Le coaching vise à rendre le coaché autonome. Voici une phrase encore et encore répétée, et à raison d’ailleurs, tant elle est centrale, voire fondatrice pour notre approche.

Comment cette notion, élevée au stade d’objectif ultime comme sur un piédestal, pourrait-elle être nuancée ?

Le premier bémol est qu’un coaching en entreprise peut parfois viser davantage à l’augmentation de la performance qu’au développement de l’autonomie du coaché. Dans certaines situations, une autonomie ressentie comme trop forte par les supérieurs hiérarchiques du coaché peut constituer le « problème à résoudre ». Un coach peu regardant pourra œuvrer finalement dans le sens d’une baisse de l’autonomie.

Une autre nuance est le paradoxe constitutif de l’accompagnement et consistant à accompagner quelqu’un pour le rendre autonome. En arrière-plan flotte le sentiment qu’il faut dépendre d’autrui (ou en être dépendant ?) pour être autonome. Même si cette phase de dépendance n’est qu’un passage, rarement un paradoxe n’aura été aussi flagrant… 

Le dernier élément discutable autour de cette notion d’autonomie, qui est le plus important à mon avis, est qu’elle est l’otage d’une tendance sociétale.
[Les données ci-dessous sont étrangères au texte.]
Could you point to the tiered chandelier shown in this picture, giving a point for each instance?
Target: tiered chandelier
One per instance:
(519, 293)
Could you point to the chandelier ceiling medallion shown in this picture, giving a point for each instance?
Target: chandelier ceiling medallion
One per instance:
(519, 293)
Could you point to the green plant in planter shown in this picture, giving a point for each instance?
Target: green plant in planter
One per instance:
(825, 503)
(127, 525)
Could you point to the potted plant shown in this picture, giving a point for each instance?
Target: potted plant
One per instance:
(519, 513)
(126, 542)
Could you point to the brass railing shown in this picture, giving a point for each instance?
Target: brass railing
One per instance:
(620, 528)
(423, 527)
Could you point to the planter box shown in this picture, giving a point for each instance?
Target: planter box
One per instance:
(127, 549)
Cette autonomie devient une notion tyrannique, vers laquelle chacun doit tendre en toutes circonstances (ce qui a d’ailleurs sans doute beaucoup contribué au développement du coaching, ne crachons pas dans la soupe). 
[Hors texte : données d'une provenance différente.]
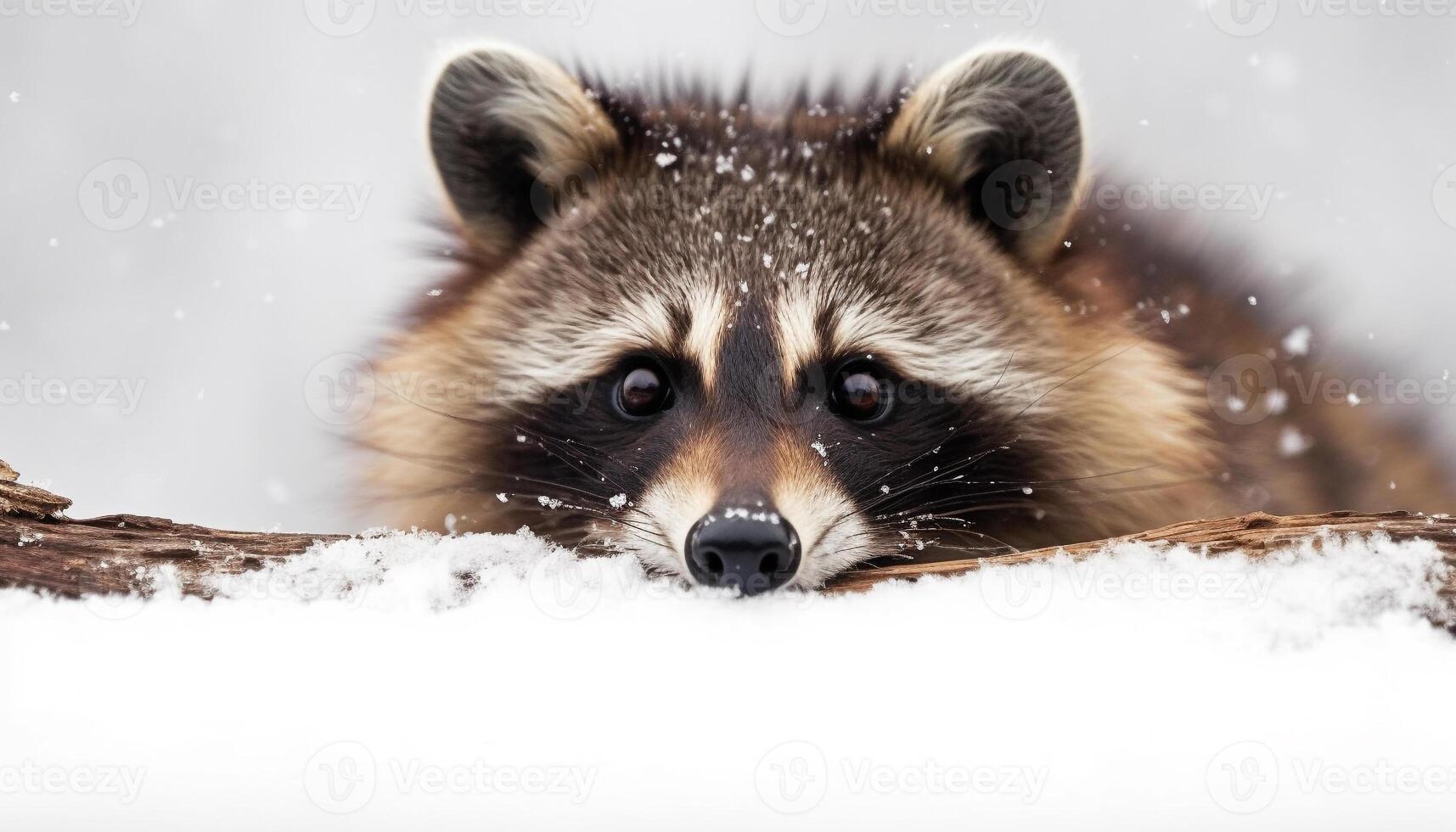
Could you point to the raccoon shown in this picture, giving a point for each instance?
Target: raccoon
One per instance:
(756, 349)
Objectif louable et attirant s’il en est, l’autonomie a fini par devenir un devoir que tout un chacun se doit d’atteindre s’il veut se réaliser pleinement, sans quoi l’individu verrait sa vie irrémédiablement gâchée. 
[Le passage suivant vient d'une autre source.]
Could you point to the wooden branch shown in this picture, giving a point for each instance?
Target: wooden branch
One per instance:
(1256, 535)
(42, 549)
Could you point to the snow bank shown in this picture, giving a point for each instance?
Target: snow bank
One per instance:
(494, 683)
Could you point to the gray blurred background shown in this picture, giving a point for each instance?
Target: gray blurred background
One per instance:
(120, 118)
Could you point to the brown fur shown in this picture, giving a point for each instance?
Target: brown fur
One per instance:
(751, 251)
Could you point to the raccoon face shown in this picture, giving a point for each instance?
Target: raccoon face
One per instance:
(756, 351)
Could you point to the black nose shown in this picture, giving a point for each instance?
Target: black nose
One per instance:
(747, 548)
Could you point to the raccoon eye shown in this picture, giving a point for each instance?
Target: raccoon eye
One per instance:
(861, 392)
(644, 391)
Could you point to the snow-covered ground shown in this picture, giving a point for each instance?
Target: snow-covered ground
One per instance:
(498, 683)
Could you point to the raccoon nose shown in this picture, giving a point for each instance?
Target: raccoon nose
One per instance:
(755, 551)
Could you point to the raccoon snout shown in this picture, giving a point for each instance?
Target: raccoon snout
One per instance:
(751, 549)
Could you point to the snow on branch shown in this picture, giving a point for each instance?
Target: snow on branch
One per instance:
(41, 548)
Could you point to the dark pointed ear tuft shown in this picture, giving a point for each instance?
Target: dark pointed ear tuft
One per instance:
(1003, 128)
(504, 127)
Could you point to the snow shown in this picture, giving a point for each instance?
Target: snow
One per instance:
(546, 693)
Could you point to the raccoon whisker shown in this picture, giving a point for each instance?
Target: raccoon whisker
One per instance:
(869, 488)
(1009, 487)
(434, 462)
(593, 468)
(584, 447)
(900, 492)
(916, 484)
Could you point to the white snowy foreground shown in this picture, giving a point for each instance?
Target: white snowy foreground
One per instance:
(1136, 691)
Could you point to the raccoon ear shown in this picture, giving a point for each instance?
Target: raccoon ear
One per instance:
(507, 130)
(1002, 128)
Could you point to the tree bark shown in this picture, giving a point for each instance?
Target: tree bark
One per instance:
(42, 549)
Voici donc un nouveau paradoxe, plus insidieux celui-ci, rapprochant l’autonomie d’une contrainte sociale. Alors qu’elle devrait être synonyme de liberté, elle devient contrainte…

Et, en exagérant un peu, que dire d’une société où tout le monde serait totalement autonome ? Quelles conséquences cela aurait-il sur le lien et la cohésion sociale ?

Mais alors, au final, de quelle autonomie parle-t-on ? Je rejoins Max Meulemans (Master coach belge) quand il dit que « le but ultime du coach est de permettre à son client de s’affranchir de sa demande de départ ». Coach et coaché s’efforcent de travailler ensemble pour trouver un moyen de dépasser cette demande, de s’en séparer, de la voir autrement et donc finalement de s’en rendre autonome. 

En restreignant drastiquement l’étendue de l’autonomie en coaching en me centrant sur la demande, j’espère enlever un peu de pression sur les épaules du coach et du coaché qui pourraient s’épuiser en poursuivant une autonomie générale chimérique. Ils pourraient peut-être alors se sentir libérés et gagner en confort ?

Et si au final, en réduisant la portée de l’autonomie, on gagnait en autonomie ? Sur ce sujet, cela ne ferait qu’un paradoxe de plus…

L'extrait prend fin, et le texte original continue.